1. Introduction
In the field of modern manufacturing, casting is a crucial process for producing various components. The pump body, as an important part in many industrial systems, requires high – quality casting methods to ensure its performance and reliability. Traditional sand – casting techniques often face challenges such as complex mold – making processes, long production cycles, and limited precision. With the development of advanced manufacturing technologies, 3D printing technology has emerged as a promising solution, especially in sand – casting applications. This paper focuses on the in – depth research of applying sand mold 3D printing technology to pump body casting, aiming to explore its advantages, key processes, and the overall impact on the casting industry.

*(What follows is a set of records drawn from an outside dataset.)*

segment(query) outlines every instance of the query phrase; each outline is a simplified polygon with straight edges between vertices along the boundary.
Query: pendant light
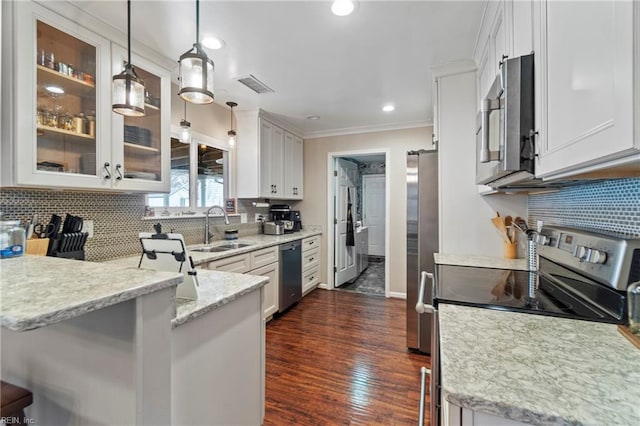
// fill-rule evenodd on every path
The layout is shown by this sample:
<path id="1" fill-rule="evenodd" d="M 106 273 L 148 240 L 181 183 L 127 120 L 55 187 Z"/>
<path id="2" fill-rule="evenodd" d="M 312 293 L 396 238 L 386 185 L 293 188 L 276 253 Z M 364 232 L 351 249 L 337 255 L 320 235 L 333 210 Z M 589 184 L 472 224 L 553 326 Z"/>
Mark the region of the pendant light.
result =
<path id="1" fill-rule="evenodd" d="M 191 143 L 191 123 L 187 121 L 187 103 L 184 103 L 184 118 L 180 120 L 180 142 Z"/>
<path id="2" fill-rule="evenodd" d="M 127 0 L 127 63 L 124 70 L 113 76 L 113 112 L 141 117 L 144 115 L 144 82 L 131 63 L 131 0 Z"/>
<path id="3" fill-rule="evenodd" d="M 233 107 L 237 107 L 238 104 L 235 102 L 227 102 L 227 105 L 231 108 L 231 130 L 227 132 L 227 135 L 229 135 L 229 145 L 233 147 L 236 144 L 236 131 L 233 130 Z"/>
<path id="4" fill-rule="evenodd" d="M 213 61 L 200 44 L 200 0 L 196 0 L 196 42 L 180 56 L 180 91 L 178 95 L 194 104 L 213 102 Z"/>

2. Pump Body Structure and Its Significance in Casting
2.1 Pump Body Structure Analysis
The pump body is a complex component with an irregular shape. As shown in Figure 1 (here, a self – drawn figure of the pump body’s 3D model can be inserted, similar to the one described in the original Chinese paper but in English annotation), the pump body in this study has dimensions of 410 mm×503 mm×170.5 mm and a net weight of 57 kg. It belongs to the shell – type casting category and is made of HT200 material. Its non – symmetric structure poses challenges in the casting process, as different parts have different thicknesses and cooling requirements.
| Parameter | Value |
|---|---|
| Dimensions | 410 mm×503 mm×170.5 mm |
| Net Weight | 57 kg |
| Material | HT200 |
| Structure Type | Shell – type, non – symmetric |
2.2 Influence of Pump Body Structure on Casting
The non – symmetric structure and varying wall thickness of the pump body affect the filling and solidification processes during casting. Thinner walls cool faster than thicker ones, which may lead to uneven solidification and potential defects such as shrinkage porosity and cracks. Therefore, understanding the pump body structure is the first step in formulating an appropriate casting process.

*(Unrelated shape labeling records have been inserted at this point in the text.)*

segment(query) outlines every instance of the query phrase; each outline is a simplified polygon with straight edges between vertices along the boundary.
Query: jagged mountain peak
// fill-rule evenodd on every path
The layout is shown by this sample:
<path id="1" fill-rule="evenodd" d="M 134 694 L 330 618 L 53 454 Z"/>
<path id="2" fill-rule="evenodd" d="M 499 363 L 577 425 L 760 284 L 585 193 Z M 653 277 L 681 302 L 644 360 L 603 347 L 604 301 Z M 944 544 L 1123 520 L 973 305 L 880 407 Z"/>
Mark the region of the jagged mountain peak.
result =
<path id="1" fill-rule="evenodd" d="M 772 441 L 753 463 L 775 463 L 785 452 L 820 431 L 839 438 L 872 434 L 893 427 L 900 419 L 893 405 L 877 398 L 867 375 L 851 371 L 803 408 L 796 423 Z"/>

3. Sand Mold 3D Printing Technology: Principles and Advantages
3.1 Principles of Sand Mold 3D Printing
Sand mold 3D printing is a rapid prototyping technology. First, the casting’s gating system, upper and lower molds, and sand cores are designed using 3D modeling software. Then, the designed models in STL format are imported into Magics software for slicing. After slicing, the model is transferred to a 3D printer for printing. During printing, a binder is selectively deposited onto the sand layer by layer to form the desired mold structure. Figure 2 (a self – drawn figure showing the 3D printing process of the sand mold, with English – labeled steps) illustrates the basic process flow.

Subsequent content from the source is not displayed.